Things do not always go according to plans. Yesterday I started to make plans for an Ubuntu private cloud, where I will migrate my Business Intelligence application The Data Warehouse . While thinking about the hardware I opened up my mailbox and found one mail that attracted my attention. It was a request for a Data Warehouse Web Service API. The sender a very experienced Lotus Notes consultant was obviously dissatisfied with the only two interfaces to the Data Warehouse ODBC and JDBC, ‘rigid and old fashioned’ he wrote. WTF my apps should be flexible and futuristic. The consultant was kind to specify what he meant by Web service and suggested me to study WSDL as a starting point.
I’m not an experienced Web programmer. I did what I usually do when I do not know a subject, I asked my friend Google and after a while I found myself study a Node.js tutorial. After some fiddling around with some simple node.js script I realised I can do a lot with this, actually web services is something I should have done a long time ago. Why not use PHP the web-language I already know? The simple reason is I do not know Node.js and it seems even more fit for creating Web Services than PHP. I decided to use a framework from the beginning, and I chosed Flatiron.

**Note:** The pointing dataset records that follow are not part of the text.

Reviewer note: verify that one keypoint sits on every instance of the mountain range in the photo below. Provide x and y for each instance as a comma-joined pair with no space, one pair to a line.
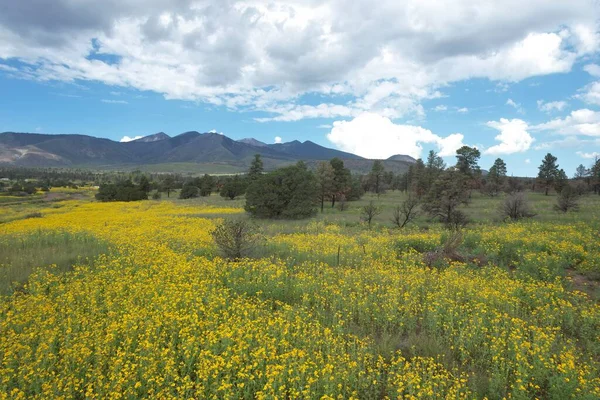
161,150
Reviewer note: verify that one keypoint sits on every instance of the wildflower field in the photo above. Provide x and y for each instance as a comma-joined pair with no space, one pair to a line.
326,310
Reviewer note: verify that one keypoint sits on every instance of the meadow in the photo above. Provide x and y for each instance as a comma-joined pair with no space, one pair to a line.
132,300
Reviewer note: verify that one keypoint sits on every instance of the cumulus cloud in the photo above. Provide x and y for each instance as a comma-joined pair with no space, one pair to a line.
129,139
515,105
590,93
592,155
374,136
259,56
583,122
109,101
513,137
551,106
592,69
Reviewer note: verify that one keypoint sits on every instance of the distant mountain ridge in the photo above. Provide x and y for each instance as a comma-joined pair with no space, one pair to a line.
45,150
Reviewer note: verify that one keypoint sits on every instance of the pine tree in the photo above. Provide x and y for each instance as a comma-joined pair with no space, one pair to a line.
548,171
342,180
256,168
325,181
376,177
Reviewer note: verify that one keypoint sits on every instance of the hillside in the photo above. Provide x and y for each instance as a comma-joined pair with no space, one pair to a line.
163,152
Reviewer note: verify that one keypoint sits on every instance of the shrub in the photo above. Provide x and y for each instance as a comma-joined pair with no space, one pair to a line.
516,207
289,192
369,212
406,212
568,200
235,239
189,191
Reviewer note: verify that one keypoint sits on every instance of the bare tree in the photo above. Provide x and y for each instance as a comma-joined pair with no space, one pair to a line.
369,212
406,211
516,207
235,239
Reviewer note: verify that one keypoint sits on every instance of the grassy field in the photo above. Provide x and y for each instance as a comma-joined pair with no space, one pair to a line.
140,303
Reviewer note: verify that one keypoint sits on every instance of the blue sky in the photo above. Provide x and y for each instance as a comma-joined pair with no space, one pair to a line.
376,81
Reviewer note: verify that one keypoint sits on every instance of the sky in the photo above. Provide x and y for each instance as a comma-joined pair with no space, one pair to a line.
515,79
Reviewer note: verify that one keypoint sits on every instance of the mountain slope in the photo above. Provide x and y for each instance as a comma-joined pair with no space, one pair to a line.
42,150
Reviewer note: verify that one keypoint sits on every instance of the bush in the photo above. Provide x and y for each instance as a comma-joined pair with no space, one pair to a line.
406,212
235,239
189,191
289,192
516,207
369,212
568,200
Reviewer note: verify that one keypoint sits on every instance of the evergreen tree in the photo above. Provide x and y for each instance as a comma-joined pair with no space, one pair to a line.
581,172
289,192
548,171
233,187
376,177
420,179
342,179
325,175
448,192
467,158
497,172
434,167
207,183
145,184
256,168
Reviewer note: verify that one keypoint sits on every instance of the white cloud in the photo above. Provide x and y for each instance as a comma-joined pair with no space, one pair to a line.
592,69
592,155
129,139
374,136
513,137
583,122
260,56
516,106
551,106
114,101
590,93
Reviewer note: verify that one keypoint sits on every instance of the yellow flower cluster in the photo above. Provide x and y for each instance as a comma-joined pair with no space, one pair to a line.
151,319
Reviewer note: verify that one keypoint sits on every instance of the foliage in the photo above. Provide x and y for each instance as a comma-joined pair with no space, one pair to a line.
189,191
233,188
256,168
288,192
121,191
467,158
497,172
157,319
568,200
235,238
369,212
406,211
376,183
548,172
326,184
446,195
516,207
343,183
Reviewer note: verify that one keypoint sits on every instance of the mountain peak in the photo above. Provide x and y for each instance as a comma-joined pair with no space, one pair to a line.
153,138
402,157
253,142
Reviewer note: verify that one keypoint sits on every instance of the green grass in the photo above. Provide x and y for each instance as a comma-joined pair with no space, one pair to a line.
21,256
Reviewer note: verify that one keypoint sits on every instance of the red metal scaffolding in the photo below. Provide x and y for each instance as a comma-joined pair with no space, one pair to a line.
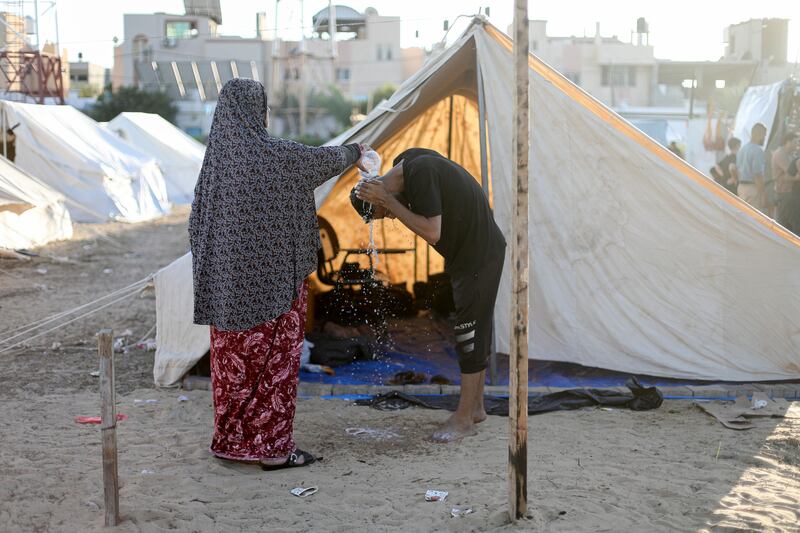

Now the problems started; I do not now web development, I do not know JavaScript, I do not know Node.js, I do not know the Flatiron framework. Embarrassingly I did not understand much when I started to create my first Flatiron project. The Flatiron documentation I find is meager. This morning I admitted to myself, I do not have the necessary skills to develop Flatiron/Node.js apps, so I bought the Kindle version of ‘The Node Beginners Book’ by Manuel Kiessling, if the book is what is says it will teach me the basis of JavaScript and Node.js.
Yesterday morning I started by planning for an Ubuntu Cloud and ended up utterly confused of the for me new concepts of Node.js. One thing I know though, if I manage to create Web Services they will be simple, flexible and futuristic node.js apps floating around in an Ubuntu cloud. When? I do not now, time flies and the backlog at the office is just piling up.